Categorical Variables in Decision Tree

Question

I was going through the Andrew Ng's notes for Decision Trees. It has one section explaining the usage of categorical variables using Decision Trees in which I am not able to understand this part

" A caveat to the above is that we must take care to not allow a variable to have too many categories. For a set of categories S, our set of possible questions is the power set P(S), of cardinality 2^|S| . Thus, a large number of categories makes question selection computationally intractable. "

Q1 -> How is the possible set of questions is $2^{|S|}$ ? It should be equal to the non-leaf nodes in the decision tree .

Link to Andrew Ng notes on Decision Tree : http://cs229.stanford.edu/notes/cs229-notes-dt.pdf

Can you please give some clarification on it .

Answer 1

The $2^{|S|}$ number of POSSIBLE questions is defined by the number of different combinations of subsets of $S$ that could be part of the first partitions, then the second and so on until the tree is finished.

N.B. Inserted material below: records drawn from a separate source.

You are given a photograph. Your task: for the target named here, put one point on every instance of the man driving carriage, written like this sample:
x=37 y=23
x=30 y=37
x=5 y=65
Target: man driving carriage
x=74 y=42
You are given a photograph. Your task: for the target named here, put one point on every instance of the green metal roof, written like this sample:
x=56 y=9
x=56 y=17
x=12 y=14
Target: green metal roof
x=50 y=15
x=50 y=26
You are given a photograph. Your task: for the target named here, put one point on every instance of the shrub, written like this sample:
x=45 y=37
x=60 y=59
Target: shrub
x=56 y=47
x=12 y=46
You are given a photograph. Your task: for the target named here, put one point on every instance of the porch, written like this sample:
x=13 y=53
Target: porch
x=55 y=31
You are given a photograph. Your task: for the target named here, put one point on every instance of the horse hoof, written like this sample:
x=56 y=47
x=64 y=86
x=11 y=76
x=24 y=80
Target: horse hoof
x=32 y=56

That being the worst case.

Imagine that: $loc \in{} N$ is the first separation, so it's divided into Yes/No. Then $loc \in{} S$ is divided into Yes/No.

Then $loc \in{} E$ is the third partition and the answer is the same (Yes/No), you have 8 (2^3) questions asked. There are many combinations of use/no use/which to combine in which step, etc, but ultimately you will be asking the tree to consider all possibilities, which are $2^{card(S)}$.

Answer 2

The author is referring to the number of possible splits of the given node, by the given feature during the building of the tree. The tree can send any subset of the levels to the left, and the remaining levels to the right. (Well, actually the left/right symmetry means the number of options is cut in half, and there's no point in sending the empty set vs. the full set, so the real number of choices is $2^{|S|-1}-1$, but the point remains that categorical variables with many levels are problematic.)

Compare to a continuous or ordinal variable, where the sort of splits we consider are only $x\leq\alpha$ vs. $x>\alpha$, and $\alpha$ need only range over the number of levels $|S|-1$ (again $-1$ to ignore sending nothing vs. everything).